Wie Reichtum verschwindet . . .

Zumindest in der Statistik des „Armuts- und Reichtumsbericht“ des Gutachtergremiums der Bundesregierung . Das geht so:

Indem die Autoren einen etwas seltsamen Begriff der Wohlhabenheit eingeführt haben. Dazu gehört jeder, der mehr als das Doppelte des mittleren Nettoeinkommens (€ 1950) zur Verfügung steht, das sind zur Zeit € 3900 netto. Ab dieser Grenze beginnt Wohlhabenheit. Diese Begriffsneuschöpfung verdrängt den Begriff Reichtum und umfasst mit dieser Definition 8 Mio Bundesbürger.

Wer also z.B. 3950 € netto verdient findet sich in der selben Gruppe wieder wie z.B. Dieter Schwarz, Eigner von Lidl und Kaufland, der, der Zeitschrift Forbes zufolge, über ein Privatvermögen von 41,8 Mrd € verfügt und dieses während der Pandemie um 14,2 Mrd € vermehrt hat. Das ist somit nicht mehr Reichtum, sondern Wohlhabenheit. Dadurch ist das provozierende Element, das im Begriff Reichtum mitschwingt verschwunden.

  • 45 Familien besitzen mehr als die Hälfte der Bevölkerung, das sind 40 Mio Einwohner.

  • 13,2 Mio Menschen Deutschlands leben von 1074 € im Monat (das sind 60% des mittleren Einkommens)

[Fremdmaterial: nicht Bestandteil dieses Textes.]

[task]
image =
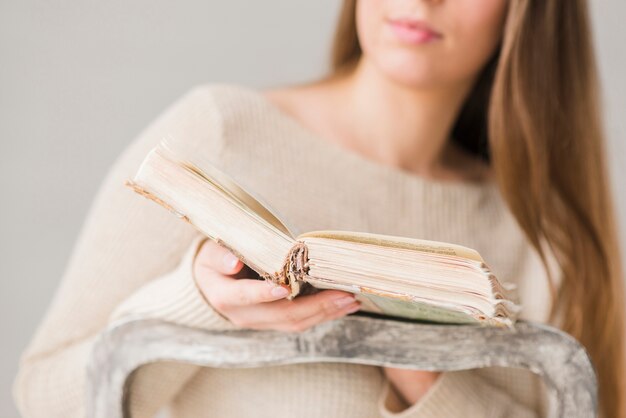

Auf der Seite des nicht mehr existierenden Reichtum sieht es so aus:

  • 10% der Bevölkerung besitzen mehr als 67%,

  • Die reichsten 1% besitzen 35%

  • Und das reichste Promille 20% des Nettogesamtvermögens.

Zu dieser Polarisierung hat geführt:

  1. Die Deregulierung des Arbeitsmarktes mit der Lockerung des Kündigungsschutzes, Liberalisierung der Leiharbeit, Einführung von Minijobs. Dadurch prekäre Beschäftigungsverhältnisse von denen mittlerweile fast ein Viertel aller Beschäftigten betroffen sind.

  2. Die Demontage des Sozialstaates. „Wenn man selbst Geringverdiener riestern lässt, werden diejenigen, die die Banken und Versicherungen besitzen noch reicher und die anderen, denen eine auskömmliche gesetzliche Rente fehlt, rutschen weiter ab.“

  3. „Alle Kapital- und Gewinnsteuern sind während der vergangenen Jahrzehnte entweder abgeschafft worden wie die Börsenumsatz- und die Gewerbekapitalsteuer, werden einfach nicht mehr erhoben wie die Vermögenssteuer, obwohl sie noch im Grundgesetz steht, oder sind drastisch gesenkt worden wie die Körperschafts- und die Kapitalertragssteuer.“

  • Die Steuern für die Armen, die Mehrwertsteuer, wurde von 16% auf 19% erhöht.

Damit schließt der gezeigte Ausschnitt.